Being Well (Even When You're Sick): Mindfulness Practices for People with Cancer and Other Serious Illnesses aims to bring the approach and practice of mindfulness meditation to bear on the experience of serious illness. The author, Elana Rosenbaum, is a psychotherapist, a long-time mindfulness teacher and practitioner, and a cancer patient herself. She weaves together these different layers of experience to offer a book that uses the principles of mindfulness—deliberate awareness of moment-to-moment experience without judgment—to equip patients to face the challenges attendant with life-threatening illness.
Rosenbaum's premise is that mindfulness can be used to alter a patient's experience of illness from one of intense suffering to one that brings patients the opportunity for greater connection to themselves and others. She observes that patients' suffering comes from both the symptoms of the disease process and from the feelings of fear and powerlessness that arise in response to recurrent loss. While the course of illness or the symptoms that result may not lie within patients' control, Rosenbaum argues that patients' responses to them do. She encourages patients to practice taking each moment as it comes, paying attention to their bodily experiences, patterns of thought, and emotional reactions to stress. She coaches patients to notice these things and live with them in that moment, shifting the experience from one of blind reactivity, struggle, and fear to one of acceptance and equanimity, and even to empowerment.
The book is divided into chapters starting with an introduction to mindfulness and moving through topics such as taking control, awareness of the body, accepting change, anxiety, coping, loss and grief, and gratitude. Each chapter describes a mindful approach to the topic, gives examples of stories from Rosenbaum's clinical practice or personal experience, and includes practical suggestions and exercises for the reader to practice.
I found this to be a little jewel of a book. The writing is lyrical while remaining clear and accessible. While the tone can tend toward unalloyed earnestness, the real patient stories and the unmistakable thoughtfulness and utility of this approach to suffering keep the reader engaged. A strong attribute of this book is that, unlike some self-help books that aim to strengthen cancer patients' ability to cope, this approach does not rely on language of “fighting” or “staying positive” to empower patients, a tendency that can lead to a sense of failure if the disease progresses or if feelings of sadness or discouragement arise. Instead, Rosenbaum assumes that difficult feelings are integral to the experience of serious illness and offers suggestions to help patients keep their balance even while experiencing them. While the assertions seem at first blush to exaggerate the benefits of mindfulness, they rest on the layered experience of the author herself.
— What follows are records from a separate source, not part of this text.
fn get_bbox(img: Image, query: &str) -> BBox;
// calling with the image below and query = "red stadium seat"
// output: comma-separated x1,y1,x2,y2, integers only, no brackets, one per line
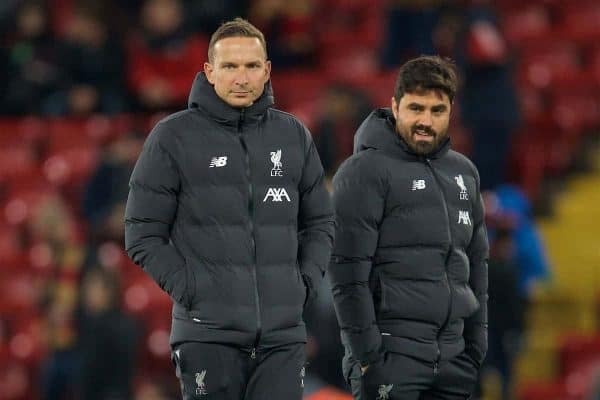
272,71,326,109
0,145,41,188
560,1,600,44
518,42,583,88
502,4,551,47
43,144,99,186
2,182,54,225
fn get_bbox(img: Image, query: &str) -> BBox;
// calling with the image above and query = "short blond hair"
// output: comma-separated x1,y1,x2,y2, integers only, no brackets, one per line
208,17,267,62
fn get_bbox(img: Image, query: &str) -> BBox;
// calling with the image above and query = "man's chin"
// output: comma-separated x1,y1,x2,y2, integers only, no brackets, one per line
411,140,435,156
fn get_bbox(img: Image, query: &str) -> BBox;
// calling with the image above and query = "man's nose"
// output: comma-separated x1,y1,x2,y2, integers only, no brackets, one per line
235,68,248,86
418,111,433,126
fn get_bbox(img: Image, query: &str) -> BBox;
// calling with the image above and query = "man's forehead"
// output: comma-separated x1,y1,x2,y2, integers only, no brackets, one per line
213,36,265,61
401,89,450,105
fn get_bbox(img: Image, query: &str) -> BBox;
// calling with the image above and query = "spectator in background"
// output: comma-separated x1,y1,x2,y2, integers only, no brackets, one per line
454,0,520,190
45,8,127,115
484,185,550,301
82,131,145,268
79,268,137,400
82,131,144,237
0,1,61,115
127,0,208,110
33,195,83,400
250,0,316,69
381,0,445,68
480,227,524,400
314,84,371,176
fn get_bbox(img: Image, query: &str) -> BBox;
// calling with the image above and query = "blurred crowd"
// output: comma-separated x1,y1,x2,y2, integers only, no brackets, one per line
0,0,548,400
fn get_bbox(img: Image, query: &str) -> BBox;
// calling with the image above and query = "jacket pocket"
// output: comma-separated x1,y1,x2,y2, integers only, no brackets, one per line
377,273,390,315
296,260,311,306
452,284,479,319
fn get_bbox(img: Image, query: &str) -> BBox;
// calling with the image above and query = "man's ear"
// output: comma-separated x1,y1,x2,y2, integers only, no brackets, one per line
265,60,271,81
204,62,214,85
392,96,398,120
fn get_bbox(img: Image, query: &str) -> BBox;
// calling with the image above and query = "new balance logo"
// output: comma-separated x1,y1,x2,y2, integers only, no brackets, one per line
196,369,207,396
413,179,425,190
377,385,394,400
454,174,469,200
458,211,471,225
263,188,291,203
208,156,227,168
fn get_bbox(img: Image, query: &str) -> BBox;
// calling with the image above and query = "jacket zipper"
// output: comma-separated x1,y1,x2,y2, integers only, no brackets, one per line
425,158,453,375
238,108,262,359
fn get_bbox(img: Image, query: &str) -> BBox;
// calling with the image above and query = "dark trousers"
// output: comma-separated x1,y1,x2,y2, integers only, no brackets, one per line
172,342,306,400
349,352,478,400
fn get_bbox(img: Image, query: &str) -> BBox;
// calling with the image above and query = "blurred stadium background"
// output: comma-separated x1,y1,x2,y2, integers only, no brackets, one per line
0,0,600,400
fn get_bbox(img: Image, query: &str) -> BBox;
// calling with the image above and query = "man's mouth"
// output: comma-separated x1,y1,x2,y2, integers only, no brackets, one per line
413,129,435,139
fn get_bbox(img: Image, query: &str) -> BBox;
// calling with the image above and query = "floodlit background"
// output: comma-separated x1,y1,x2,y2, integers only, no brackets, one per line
0,0,600,400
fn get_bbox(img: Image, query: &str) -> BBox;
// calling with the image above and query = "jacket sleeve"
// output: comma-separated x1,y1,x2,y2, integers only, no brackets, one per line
125,124,187,305
298,128,335,302
329,157,387,365
464,169,489,365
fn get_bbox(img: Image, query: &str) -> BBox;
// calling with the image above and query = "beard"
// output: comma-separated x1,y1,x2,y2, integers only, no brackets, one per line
398,125,448,155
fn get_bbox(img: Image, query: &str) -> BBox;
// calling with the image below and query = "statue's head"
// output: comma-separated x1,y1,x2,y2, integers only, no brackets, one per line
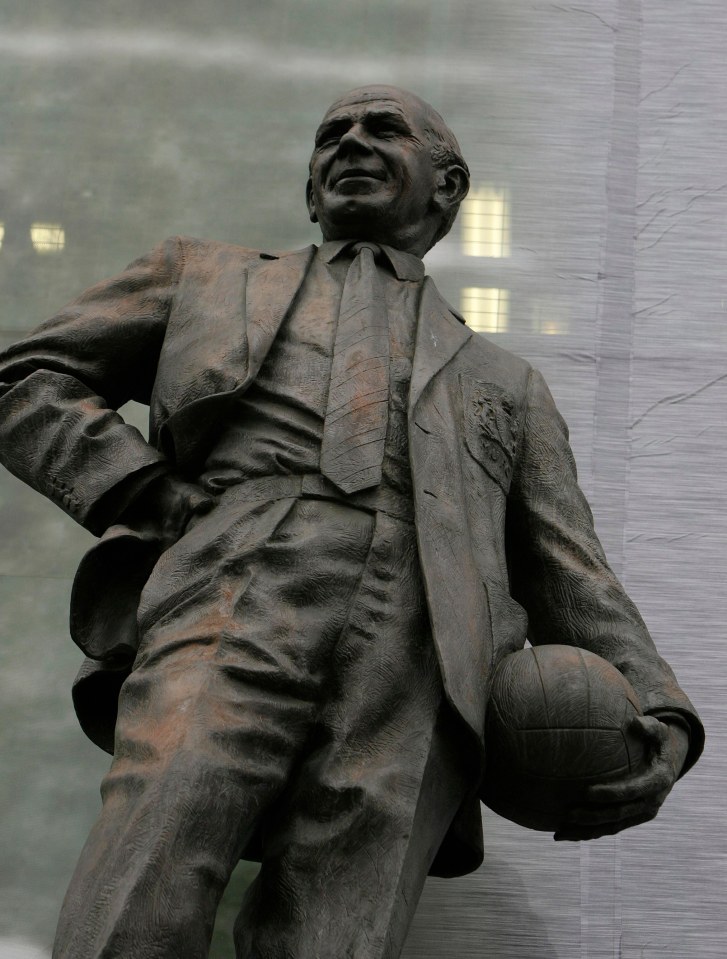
306,86,469,256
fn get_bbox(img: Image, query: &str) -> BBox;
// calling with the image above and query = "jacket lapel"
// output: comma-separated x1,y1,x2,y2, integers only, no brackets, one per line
239,245,316,388
409,277,472,417
159,246,316,468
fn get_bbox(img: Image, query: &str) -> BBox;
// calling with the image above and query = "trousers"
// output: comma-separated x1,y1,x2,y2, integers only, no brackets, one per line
53,488,467,959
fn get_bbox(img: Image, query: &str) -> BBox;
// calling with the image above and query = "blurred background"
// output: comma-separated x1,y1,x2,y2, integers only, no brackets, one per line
0,0,727,959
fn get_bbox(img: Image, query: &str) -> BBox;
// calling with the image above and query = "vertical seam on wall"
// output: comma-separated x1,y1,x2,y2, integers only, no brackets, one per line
581,0,642,959
593,0,641,576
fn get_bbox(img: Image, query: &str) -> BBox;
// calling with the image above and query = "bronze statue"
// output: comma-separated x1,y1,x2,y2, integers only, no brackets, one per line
0,86,703,959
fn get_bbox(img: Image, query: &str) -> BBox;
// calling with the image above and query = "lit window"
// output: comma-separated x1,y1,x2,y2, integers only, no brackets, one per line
460,286,510,333
30,223,66,253
460,186,510,257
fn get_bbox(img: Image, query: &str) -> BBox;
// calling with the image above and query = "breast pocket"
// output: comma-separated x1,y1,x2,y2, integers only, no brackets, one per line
460,376,518,493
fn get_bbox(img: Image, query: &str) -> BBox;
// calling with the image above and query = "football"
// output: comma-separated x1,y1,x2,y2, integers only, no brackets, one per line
482,645,645,832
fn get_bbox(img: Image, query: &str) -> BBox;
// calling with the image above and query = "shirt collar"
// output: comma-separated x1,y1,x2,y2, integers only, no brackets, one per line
318,240,424,281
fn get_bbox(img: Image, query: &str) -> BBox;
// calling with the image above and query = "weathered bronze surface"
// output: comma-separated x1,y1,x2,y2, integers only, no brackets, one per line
0,86,703,959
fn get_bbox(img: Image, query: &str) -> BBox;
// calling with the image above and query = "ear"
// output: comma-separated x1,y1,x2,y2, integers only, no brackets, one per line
305,177,318,223
434,166,470,213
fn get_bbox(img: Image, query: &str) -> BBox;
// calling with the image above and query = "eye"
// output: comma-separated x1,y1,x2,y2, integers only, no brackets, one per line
315,123,347,150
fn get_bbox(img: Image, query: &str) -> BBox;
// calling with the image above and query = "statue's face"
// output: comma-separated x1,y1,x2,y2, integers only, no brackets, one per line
308,88,437,255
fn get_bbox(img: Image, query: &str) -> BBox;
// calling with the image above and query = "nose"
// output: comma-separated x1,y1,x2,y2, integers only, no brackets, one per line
338,123,372,155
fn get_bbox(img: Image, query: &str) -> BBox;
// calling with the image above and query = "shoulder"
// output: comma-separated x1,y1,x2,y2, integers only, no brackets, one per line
173,236,311,267
460,332,537,405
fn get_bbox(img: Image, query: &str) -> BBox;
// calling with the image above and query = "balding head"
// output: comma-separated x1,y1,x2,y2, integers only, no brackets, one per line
308,84,469,256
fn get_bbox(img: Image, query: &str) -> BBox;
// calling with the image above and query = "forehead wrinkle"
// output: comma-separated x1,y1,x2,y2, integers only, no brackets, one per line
321,100,411,126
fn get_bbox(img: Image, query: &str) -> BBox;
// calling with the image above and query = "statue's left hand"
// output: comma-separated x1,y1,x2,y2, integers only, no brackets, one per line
553,716,689,841
120,474,214,550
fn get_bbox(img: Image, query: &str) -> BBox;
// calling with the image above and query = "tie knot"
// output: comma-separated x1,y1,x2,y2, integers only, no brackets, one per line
349,240,384,260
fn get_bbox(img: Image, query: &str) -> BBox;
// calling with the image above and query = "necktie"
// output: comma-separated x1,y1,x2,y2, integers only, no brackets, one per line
321,243,389,493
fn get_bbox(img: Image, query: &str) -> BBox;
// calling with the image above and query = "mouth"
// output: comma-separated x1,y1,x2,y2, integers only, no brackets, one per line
335,167,385,184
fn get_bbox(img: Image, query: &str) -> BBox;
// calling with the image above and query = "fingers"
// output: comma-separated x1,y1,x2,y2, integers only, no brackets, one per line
585,756,675,806
553,813,654,842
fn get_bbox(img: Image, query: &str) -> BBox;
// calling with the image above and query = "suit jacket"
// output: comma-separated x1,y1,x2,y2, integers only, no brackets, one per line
0,238,703,874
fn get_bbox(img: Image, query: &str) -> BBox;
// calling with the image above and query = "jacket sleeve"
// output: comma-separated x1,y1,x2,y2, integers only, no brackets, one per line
507,370,704,772
0,233,182,534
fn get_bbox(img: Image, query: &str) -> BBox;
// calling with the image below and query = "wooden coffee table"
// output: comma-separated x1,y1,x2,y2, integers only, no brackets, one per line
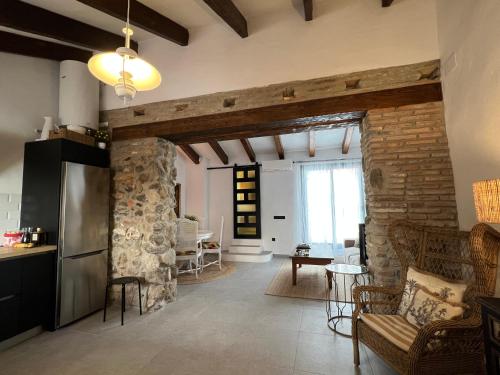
290,246,334,289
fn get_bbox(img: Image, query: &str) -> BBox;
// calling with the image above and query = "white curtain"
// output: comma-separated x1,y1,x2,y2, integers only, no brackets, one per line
297,160,365,254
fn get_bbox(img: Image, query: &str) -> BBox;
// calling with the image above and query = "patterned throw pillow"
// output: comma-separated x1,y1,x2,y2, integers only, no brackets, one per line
398,267,467,316
406,287,468,327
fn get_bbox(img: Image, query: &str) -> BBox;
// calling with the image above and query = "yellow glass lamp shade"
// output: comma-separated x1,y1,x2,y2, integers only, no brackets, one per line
472,179,500,224
88,52,161,91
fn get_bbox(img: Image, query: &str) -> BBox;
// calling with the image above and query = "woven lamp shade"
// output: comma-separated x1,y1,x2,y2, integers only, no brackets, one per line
472,179,500,223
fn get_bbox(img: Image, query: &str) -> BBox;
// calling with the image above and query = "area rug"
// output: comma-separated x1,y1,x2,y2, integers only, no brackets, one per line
266,260,360,301
177,262,236,285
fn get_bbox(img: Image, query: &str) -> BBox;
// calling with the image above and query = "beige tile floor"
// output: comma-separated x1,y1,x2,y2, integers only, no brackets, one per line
0,258,393,375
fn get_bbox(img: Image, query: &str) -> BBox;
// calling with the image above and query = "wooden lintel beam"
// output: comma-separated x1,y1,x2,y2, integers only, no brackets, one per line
240,138,256,163
309,130,316,158
0,0,137,51
110,82,443,143
0,31,92,63
304,0,313,21
342,127,354,154
172,120,359,145
179,145,200,164
208,141,229,164
274,135,285,160
77,0,189,46
203,0,248,38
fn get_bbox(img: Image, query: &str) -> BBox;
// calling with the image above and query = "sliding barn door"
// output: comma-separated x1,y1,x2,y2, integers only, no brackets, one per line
233,165,261,239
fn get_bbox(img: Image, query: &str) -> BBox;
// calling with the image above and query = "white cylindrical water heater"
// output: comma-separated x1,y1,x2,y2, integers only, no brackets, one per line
59,60,99,129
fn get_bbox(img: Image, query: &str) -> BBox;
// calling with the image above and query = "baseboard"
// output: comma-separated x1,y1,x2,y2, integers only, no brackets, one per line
0,326,43,352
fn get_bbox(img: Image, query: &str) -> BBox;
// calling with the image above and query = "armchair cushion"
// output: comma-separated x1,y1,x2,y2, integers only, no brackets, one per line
398,266,467,316
406,287,468,327
360,314,418,352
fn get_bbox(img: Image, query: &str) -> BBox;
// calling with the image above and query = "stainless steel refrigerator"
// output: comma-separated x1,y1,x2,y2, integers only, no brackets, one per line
56,162,109,327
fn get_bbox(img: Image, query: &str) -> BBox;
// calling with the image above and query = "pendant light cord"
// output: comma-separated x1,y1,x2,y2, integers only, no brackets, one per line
125,0,130,48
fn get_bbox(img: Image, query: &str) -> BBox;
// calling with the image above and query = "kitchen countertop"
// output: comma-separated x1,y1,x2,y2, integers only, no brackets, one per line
0,245,57,261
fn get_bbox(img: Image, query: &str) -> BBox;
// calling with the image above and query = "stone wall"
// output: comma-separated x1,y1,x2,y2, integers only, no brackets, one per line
361,102,458,285
111,138,177,310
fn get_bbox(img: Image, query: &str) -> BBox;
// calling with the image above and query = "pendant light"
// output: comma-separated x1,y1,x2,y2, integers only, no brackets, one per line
88,0,161,104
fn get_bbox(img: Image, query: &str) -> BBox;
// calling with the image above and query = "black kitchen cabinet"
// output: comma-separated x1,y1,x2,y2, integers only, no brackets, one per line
0,251,56,341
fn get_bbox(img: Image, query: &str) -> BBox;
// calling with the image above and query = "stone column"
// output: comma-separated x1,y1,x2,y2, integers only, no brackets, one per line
110,138,177,310
361,102,458,285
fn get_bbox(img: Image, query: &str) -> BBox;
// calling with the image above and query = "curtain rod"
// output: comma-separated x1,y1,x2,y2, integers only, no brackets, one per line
207,158,361,171
293,158,361,164
207,163,262,171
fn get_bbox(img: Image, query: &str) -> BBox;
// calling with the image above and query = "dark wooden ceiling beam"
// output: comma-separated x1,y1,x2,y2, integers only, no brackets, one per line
274,135,285,160
0,0,137,51
208,141,229,164
179,145,200,164
303,0,313,21
77,0,189,46
240,138,256,163
203,0,248,38
172,120,359,145
111,82,443,143
0,31,92,63
309,130,316,158
342,127,354,155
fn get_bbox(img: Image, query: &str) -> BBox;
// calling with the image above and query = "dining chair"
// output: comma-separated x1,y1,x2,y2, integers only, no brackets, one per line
175,219,203,278
202,216,224,270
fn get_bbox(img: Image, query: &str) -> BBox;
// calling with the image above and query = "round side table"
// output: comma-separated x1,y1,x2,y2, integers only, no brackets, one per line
325,264,369,337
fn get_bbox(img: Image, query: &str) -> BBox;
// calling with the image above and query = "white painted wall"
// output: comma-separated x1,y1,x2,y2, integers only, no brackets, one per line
179,147,361,254
101,0,438,109
437,0,500,230
174,152,187,217
0,52,59,233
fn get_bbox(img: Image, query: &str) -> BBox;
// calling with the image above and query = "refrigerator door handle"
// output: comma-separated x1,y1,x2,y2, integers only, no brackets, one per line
64,249,107,259
58,163,68,259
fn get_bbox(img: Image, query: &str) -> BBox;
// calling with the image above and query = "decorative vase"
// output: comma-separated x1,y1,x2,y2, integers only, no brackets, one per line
40,116,54,141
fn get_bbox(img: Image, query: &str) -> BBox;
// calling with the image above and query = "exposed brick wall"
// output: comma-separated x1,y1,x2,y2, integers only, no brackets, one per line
361,102,458,285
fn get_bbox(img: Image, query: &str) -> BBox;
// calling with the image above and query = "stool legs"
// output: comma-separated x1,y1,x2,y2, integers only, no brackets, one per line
102,285,108,322
102,277,142,325
122,284,125,325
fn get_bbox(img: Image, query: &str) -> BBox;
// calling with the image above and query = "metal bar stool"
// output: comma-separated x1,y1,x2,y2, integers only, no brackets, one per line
102,276,142,325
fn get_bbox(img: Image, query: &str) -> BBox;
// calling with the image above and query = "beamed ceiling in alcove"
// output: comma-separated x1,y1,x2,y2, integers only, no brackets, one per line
0,0,418,164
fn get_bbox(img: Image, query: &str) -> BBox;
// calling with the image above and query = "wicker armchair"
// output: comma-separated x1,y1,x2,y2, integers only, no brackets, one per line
352,221,500,375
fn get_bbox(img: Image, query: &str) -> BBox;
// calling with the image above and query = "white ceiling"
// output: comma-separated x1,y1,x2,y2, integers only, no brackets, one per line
23,0,328,41
17,0,360,163
186,127,361,164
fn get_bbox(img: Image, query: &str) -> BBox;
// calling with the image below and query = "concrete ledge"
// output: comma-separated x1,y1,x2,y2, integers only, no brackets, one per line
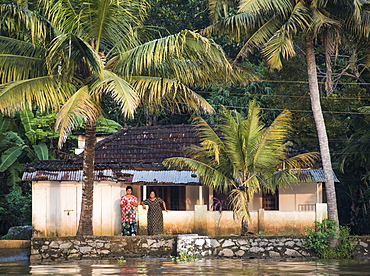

Her experience as a practitioner and teacher of mindfulness might bias her to overestimate its potential to be helpful, but her experience as a clinician and, more importantly, as a cancer patient who has faced multiple recurrences, lend added credibility.
This book has the potential to be extremely helpful for many patients with serious illness, although some may find this approach difficult to embrace. The very qualities of illness that cause some patients to scan for tools to help them cope with difficulty cause other patients to close down and cling to patterns of coping that are most familiar, even if unhelpful. The task of the clinician working with very ill patients, then, is to be able to discern which patients will find this approach beneficial and know to recommend this resource to help them.
As I read the book I realized that while Rosenbaum was writing for patients and their families, clinicians may strongly benefit from reading it, too. The techniques that help patients stay grounded in the midst of great turmoil have application for clinicians who are charged with helping them. Clinicians, too, can be vulnerable to feelings of loss, guilt, and sadness, both because of their connection to patients who have those feelings but also due to their own close, ongoing exposure to suffering. Given this, clinicians are themselves are in need of tools to cope, especially since many may not recognize that such stresses are a core part of their experience and represent a danger to the ability to be present and connected to patients. Rosenbaum may have written this book for patients, but their clinicians may benefit just as much or more from reading it and using the tools she offers.